Radiação também foi encontrada em vários lugares por onde Litvinenko passou antes de ficar doente.

Segundo um especialista da Agência de Proteção da Saúde da Grã-Bretanha, a radiação é provavelmente ligada a uma "alta dose" de polônio-210, uma substância altamente tóxica que viaja pelo corpo rapidamente caso ingerida ou inalada.

O ex-espião russo, de 43 anos, morreu na noite desta quinta-feira no University College Hospital, em Londres, onde estava internado havia três semanas por causa de um suposto envenenamento.

Hospitais

A professora Pat Troop, da Agência de Proteção da Saúde, disse em uma coletiva que o ex-espião pode ter ingerido, inalado ou recebido a dose de polônio-210 através de um ferimento.

Troop explicou que pessoas que tiveram contato com Litvinenko quando ele estava recebendo tratamento no hospital estão sendo procuradas.

"Nós estamos trabalhando com os funcionários (do hospital) para fazer uma lista", disse. "A relação terá dezenas de pessoas, no mínimo. Ele ficou no hospital por várias semanas e um bom número de funcionários cuidou dele."

Um homem interrompeu a coletiva da médica para dizer que era ucraniano e também tinha sido vítima de envenenamento.

O corpo de Litvinenko ainda não passou por uma autópsia. Acredita-se que a demora seja por causa de preocupações com a saúde dos médicos que fariam o exame.

acusação

O ex-espião acusou o presidente russo, Vladimir Putin, de estar por trás de sua morte em um comunicado ditado antes de morrer.

Mas as autoridades russas negam qualquer envolvimento na morte do ex-espião.

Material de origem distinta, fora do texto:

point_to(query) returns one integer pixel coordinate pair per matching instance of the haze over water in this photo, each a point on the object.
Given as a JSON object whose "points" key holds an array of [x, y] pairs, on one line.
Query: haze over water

Litvinenko, que era ex-agente de segurança do Serviço Federal de Segurança da Rússia, fugiu para a Grã-Bretanha em 2000, alegando perseguição na Rússia. Ele conseguiu o asilo. Acredita-se que ele tenha conseguido a cidadania britânica em 2006.

O ex-espião estava investigando a morte da jornalista russa Anna Politkovskaya, que criticava o governo Putin e a política da Rússia para a Chechênia. Ela foi morta a tiros no prédio onde morava em Moscou, em outubro.

Acredita-se que Litvinenko tenha ficado doente no dia 1º de novembro.

A polícia está investigando dois encontros mantidos pelo ex-espião: em um hotel londrino com um ex-agente da KGB e outro homem, e em um restaurante japonês de Londres com o consultor de segurança italiano Mario Scaramella.